たしかレオナルド・ダ・ヴィンチの最後の晩餐が確か十二人か十三人……、のどっちかだったから、全員で飯食ったとしても……、まぁ余裕はあるか……。

「ただ気になると言えば……木造の事くらいか」

 母は深刻な問題であるように言った。

「?木造の何が悪いの?」

「ご存じの通り、ナニについて悪いんだよ」

 今度は父が説明する。

「はぁ? なんでチンコについて悪い事に繋がるんだ?」

「正大、オナニーしてるでしょ……それもほぼ毎日……くっさいのは芳香剤で消してるとはいえ、ゴミ箱のゴミ気を付けなさいよ、なんならあんたがゴミ担当になりなさいよ」

「は、はああ? 毎日するほど暇じゃねーし!」

 ごめんなさい嘘をつきました。

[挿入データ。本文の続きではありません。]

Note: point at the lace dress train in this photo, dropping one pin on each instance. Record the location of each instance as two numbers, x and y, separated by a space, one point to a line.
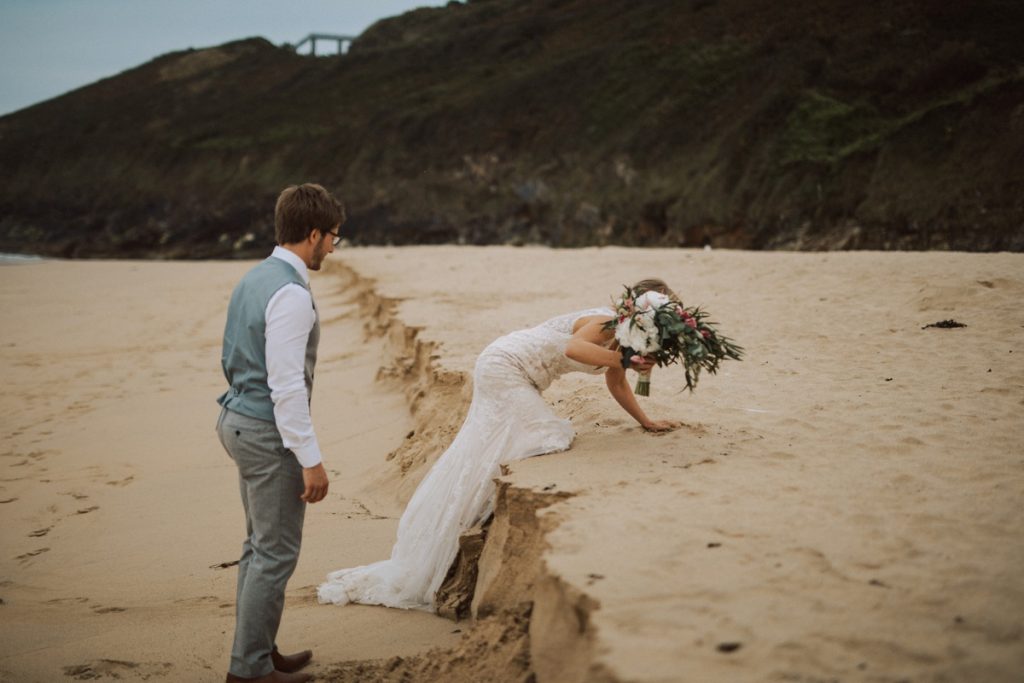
508 420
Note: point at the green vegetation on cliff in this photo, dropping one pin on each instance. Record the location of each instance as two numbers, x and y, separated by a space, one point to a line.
829 124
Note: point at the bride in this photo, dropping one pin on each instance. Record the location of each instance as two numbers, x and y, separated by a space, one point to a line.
508 420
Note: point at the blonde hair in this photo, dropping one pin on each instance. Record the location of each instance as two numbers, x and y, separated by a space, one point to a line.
655 285
301 209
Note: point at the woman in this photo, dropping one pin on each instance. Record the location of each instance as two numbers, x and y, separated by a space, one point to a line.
508 420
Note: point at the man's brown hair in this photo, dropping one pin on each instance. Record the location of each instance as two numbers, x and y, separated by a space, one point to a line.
301 209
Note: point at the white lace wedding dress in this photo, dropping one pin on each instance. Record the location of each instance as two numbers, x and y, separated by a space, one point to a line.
508 420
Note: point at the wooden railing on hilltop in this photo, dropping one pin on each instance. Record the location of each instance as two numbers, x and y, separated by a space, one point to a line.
343 42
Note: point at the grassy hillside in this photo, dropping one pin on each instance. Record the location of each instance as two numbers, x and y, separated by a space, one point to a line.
830 124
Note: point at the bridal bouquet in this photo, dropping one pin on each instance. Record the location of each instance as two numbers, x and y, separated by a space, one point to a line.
652 325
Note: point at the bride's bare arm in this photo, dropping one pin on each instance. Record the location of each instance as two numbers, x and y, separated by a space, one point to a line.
587 344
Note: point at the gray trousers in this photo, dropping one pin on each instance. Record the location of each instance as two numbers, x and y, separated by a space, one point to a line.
270 479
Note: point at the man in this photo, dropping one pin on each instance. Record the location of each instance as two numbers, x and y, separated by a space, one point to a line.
268 356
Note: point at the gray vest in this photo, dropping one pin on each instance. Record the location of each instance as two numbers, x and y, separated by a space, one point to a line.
244 354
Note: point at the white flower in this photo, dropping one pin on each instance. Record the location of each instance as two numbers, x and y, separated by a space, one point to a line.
640 334
650 300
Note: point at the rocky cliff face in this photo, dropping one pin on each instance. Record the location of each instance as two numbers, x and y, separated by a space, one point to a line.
830 124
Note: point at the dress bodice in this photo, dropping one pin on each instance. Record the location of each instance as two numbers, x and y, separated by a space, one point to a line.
539 352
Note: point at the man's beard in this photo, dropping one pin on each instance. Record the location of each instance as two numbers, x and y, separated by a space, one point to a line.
318 255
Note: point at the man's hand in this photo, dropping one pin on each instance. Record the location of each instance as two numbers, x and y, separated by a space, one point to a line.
315 480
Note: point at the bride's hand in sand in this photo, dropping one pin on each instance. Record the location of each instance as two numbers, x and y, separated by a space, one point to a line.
662 426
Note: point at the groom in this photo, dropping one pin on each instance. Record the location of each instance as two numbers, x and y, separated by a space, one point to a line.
268 356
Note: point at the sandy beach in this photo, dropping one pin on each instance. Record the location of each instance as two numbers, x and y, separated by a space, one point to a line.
844 505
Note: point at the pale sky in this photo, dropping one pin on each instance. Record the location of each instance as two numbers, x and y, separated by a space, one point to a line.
48 47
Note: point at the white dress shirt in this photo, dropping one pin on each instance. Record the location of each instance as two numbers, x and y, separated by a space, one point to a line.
290 317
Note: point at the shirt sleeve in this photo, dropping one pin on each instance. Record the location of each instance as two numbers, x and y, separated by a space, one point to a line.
290 317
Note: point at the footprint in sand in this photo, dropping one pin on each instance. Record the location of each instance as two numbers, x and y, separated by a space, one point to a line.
64 601
108 610
31 554
118 669
224 565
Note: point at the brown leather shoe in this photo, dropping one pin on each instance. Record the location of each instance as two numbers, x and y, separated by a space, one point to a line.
272 677
291 663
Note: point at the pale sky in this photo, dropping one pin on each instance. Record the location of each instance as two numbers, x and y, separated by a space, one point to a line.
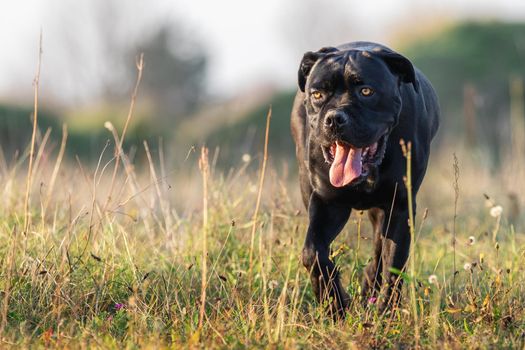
249 42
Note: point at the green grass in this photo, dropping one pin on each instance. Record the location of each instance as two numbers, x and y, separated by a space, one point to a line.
128 274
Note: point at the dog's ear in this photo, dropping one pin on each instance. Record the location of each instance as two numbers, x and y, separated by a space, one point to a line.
308 62
401 66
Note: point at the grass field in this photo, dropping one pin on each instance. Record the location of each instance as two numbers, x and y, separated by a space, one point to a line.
118 261
160 254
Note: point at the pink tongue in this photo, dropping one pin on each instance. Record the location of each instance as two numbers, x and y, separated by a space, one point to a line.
346 165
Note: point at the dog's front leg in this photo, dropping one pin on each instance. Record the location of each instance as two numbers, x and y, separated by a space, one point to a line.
395 251
327 219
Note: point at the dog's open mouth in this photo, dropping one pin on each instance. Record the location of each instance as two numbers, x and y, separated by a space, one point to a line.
349 164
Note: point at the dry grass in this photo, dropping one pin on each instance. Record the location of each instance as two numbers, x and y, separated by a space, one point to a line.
118 257
130 273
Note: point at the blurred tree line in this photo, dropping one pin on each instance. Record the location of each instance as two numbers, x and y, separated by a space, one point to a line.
472 66
100 43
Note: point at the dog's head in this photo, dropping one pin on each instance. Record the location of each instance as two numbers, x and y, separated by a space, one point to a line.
352 98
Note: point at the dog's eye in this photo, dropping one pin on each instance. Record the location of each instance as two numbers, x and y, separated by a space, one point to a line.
317 95
366 91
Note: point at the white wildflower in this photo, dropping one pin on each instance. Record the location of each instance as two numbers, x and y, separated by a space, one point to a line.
496 211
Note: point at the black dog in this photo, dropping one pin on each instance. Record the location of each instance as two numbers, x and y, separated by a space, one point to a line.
356 102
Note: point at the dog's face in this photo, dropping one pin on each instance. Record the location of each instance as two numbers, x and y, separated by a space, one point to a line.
353 101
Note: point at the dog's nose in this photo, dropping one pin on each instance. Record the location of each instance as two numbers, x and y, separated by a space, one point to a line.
336 120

毎日してます。

「本当に? 自信もって言える?」

「確かに最近は学校関係で忙しかったけど、オナニー覚えたての中学二年生みたいに毎日やってるほど余裕ねえよ!? 進学校なんだぞ?」

 という理由をつけて、毎日してました! オナニーだけは止めるに止めれん。

「お前の部屋のティッシュまみれのゴミ箱は勘弁してくれ……頼む……臭いんだ」

 母からの辛辣(しんらつ)な意見。気を付けます。

「そ、それはすいませんでした」

つまり木造アパートゆえに、オナニーの音が丸聞こえだと……恥ずかしいな……。でも逆にそれが気になって興奮することも。

その時、銀髪碧眼元気娘から楽し気な表情が消えた。

「え、おな、おなに……え!?」

 あぁ~、やっぱりこの年齢の歳の子で、しかも女の子は普通オナニーに嫌悪感もってるよな~。

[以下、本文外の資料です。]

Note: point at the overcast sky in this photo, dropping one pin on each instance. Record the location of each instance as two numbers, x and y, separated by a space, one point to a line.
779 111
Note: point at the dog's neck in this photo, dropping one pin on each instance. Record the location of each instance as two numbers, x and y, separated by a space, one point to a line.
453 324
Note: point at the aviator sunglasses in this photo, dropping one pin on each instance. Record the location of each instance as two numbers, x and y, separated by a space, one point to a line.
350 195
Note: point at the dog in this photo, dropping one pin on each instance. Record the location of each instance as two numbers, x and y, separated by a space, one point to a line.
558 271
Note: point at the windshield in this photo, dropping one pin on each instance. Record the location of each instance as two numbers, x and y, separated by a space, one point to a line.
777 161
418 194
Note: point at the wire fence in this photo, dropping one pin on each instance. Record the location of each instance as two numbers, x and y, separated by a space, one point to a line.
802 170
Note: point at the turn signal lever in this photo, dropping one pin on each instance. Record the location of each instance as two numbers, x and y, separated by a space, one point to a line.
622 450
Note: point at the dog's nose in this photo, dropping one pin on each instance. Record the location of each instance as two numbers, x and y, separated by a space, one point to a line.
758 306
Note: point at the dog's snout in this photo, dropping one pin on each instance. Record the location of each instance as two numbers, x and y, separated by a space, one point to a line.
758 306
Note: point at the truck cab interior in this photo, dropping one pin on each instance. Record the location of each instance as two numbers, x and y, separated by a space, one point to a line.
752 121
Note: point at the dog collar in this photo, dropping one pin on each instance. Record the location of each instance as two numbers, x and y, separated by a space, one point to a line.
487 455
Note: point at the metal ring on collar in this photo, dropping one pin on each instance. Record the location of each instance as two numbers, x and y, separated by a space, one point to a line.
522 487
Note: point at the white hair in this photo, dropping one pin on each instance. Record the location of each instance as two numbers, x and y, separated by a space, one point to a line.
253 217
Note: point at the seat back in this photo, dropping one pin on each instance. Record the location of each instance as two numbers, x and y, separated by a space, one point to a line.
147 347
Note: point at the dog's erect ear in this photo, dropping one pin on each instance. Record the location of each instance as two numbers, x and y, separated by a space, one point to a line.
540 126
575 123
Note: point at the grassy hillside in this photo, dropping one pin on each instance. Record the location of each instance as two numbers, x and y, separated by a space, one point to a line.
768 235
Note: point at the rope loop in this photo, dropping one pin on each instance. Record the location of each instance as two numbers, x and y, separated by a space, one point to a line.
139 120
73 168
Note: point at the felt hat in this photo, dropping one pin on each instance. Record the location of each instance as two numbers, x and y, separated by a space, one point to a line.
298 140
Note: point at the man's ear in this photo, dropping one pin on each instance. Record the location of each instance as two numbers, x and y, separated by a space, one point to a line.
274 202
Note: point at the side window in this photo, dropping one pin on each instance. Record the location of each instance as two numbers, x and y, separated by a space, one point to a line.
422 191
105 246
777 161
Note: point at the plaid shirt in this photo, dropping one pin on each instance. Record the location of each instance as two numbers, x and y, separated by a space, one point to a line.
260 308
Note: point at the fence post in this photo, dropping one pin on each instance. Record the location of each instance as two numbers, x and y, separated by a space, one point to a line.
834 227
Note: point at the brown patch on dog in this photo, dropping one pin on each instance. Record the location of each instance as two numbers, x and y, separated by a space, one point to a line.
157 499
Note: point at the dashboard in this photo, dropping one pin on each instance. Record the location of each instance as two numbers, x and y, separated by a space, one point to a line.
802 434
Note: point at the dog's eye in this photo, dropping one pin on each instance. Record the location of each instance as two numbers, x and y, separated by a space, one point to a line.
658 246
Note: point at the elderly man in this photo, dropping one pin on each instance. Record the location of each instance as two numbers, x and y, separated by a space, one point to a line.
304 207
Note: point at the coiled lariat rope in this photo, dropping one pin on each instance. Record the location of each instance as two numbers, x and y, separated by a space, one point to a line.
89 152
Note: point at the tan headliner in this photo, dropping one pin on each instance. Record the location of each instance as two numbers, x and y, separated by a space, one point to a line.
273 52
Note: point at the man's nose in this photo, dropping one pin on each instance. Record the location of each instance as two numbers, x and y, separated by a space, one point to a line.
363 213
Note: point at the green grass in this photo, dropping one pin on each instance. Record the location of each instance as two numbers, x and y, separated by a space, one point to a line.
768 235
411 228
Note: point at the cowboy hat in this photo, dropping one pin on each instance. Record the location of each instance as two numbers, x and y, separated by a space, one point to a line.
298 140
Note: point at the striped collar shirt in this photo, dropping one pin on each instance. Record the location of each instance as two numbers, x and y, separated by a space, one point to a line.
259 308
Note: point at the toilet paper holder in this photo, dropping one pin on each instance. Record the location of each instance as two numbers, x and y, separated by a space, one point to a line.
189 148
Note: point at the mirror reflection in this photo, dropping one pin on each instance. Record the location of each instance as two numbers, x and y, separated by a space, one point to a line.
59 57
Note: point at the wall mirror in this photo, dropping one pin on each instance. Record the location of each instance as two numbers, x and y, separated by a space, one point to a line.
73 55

「できないんすか!? オナニー!? 自分毎日するのに!?」

 おや? こんな所に同族のオナニストが!?

「いや、オナニーを我慢すればいいんだろ? 何とかするよ! やってやる!」

 というのはもちろん建前(たてまえ)で、何とかしてオナニーする方法はないだろうか? というルービックキューブを、フルスピードでこっそりと脳内完成させていく俺。

「よし、ならここで決まりね。共同生活楽しんで」

 こうして、俺の学生寮が決まった。

 ただし銀髪碧眼娘さんは、絶望の表情で俺達の案内どころの雰囲気、ではなくなっていた。

 一緒に考えようオナニスト仲間。

 俺と君とのレッツ・オナニーライフを……!

 幸い俺はオナニーという罪を犯してもそれを帳消しにする方法を持ってる。というか正確には知ってる。あぁ~、ここに幼馴染の瀬田(せた) 夕子(ゆうこ)入居してくんねーかな?

 俺の考え付かない問題の解決方法を時には思いつき、また俺の中に浮かんだ真理(しんり)を時には肯定してくれる。頼りになる相棒だ。正直中学の卒業式が終わったら告ろうと思ってどこにいるか探していた程の関係だ。

 その瀬田 夕子が入居するまで、僅か数日。